Besides, several journalists who were away from their homes when the curfew was declared on Sunday afternoon took refuge at the NUJ state secretariat.

Publisher of Newsontime, an online media platform, Mr. John Fwah, who was among the journalists that spent the night at the NUJ secretariat, said it was not an easy experience.

“There was no water, no food, we had to share two loaves of bread among the five of us stranded there. We took it with Lipton tea in the night and the following morning before some soldiers on patrol took us home about 11am.

“I couldn’t sleep until about 5am. Thank God we were able to communicate with our families to assure them that we were safe,” he said.

Fwah recalled that he had just left the Polo Club, where a tournament was taking place, when he heard about the crisis in parts of the town and the declaration of a 24-hour curfew; hence he quickly sought refuge at the secretariat nearby.

On Monday, security men took Fwah and some other colleagues to their various homes, and he wrote: “I have just left the ‘NUJ IDP camp.’ It was an uneasy experience. I now know what it means to live in an IDP (Internally Displaced Persons) camp.”

Another victim, a senior reporter with Kaduna State Television, Mr. Joseph Zango, said he had just closed from work at the station when the curfew was announced.

He recounted: “Amidst the confusion, it was difficult for me to get home, so I headed to the NUJ secretariat, where I met seven other journalists, including two ladies, who were later evacuated by a relative nearby, leaving five of us.
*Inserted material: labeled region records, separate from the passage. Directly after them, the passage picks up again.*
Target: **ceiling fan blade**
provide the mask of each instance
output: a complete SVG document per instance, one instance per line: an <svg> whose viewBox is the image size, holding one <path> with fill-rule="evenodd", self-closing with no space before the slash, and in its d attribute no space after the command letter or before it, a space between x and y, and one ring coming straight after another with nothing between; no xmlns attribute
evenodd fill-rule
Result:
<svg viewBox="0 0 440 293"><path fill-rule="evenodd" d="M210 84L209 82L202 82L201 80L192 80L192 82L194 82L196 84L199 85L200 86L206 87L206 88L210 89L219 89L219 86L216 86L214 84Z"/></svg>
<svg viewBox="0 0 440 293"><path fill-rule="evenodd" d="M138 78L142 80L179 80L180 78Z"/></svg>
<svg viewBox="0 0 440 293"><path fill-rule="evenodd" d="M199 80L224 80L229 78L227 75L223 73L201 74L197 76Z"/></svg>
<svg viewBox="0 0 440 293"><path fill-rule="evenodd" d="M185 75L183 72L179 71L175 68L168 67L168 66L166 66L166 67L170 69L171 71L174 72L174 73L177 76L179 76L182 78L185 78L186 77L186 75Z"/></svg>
“We slept there until a team of soldiers evacuated us and took each of us home.”

Another reporter, Stella Kabruk, said she had to abandon the coverage of the Polo tournament and head home when people began running in different directions.

“Unfortunately, when I inquired about the cause of the pandemonium, I was told that there was crisis in Sabo area of the town and that is where I live.

“I had to drive home through safer routes, and along the way, I saw some vehicles burning and I later learnt that some innocent people lost their lives,” she recalled.

It was also a tale of woes for some federal civil servants who planned to return to work in Abuja after the weekend, as they got stranded in Kaduna.

The seed of the current crises in Kasuwan Magani, which spread to other parts of the state, actually started in February this year when a girl was allegedly converted to Islam by a young man, a development that soon spiraled into a religious crisis after a community meeting failed to address the issue.

Ever since February, it was learnt that the relationship between the two dominant tribes in Kasuwan Magani (Hausa and Adara) never normalised or improved, despite the efforts of the state and local governments to restore peace.

Sequel to mayhem in Kasuwan Magani, the traditional ruler of Adara, Maiwada Galadima, and his wife were allegedly abducted by unknown gunmen, while his orderly and three others in his convoy were killed, a development that ignited another violence.

“This made some irate youths to target and block Sabon Tasha, Narrayi, Gonin-Gora and Barnawa Sunday Market to attack perceived enemies over the alleged kidnap of their traditional ruler, when they are yet to finish mourning the death of their loved ones who were killed in a fresh clash in Kasuwan Magani.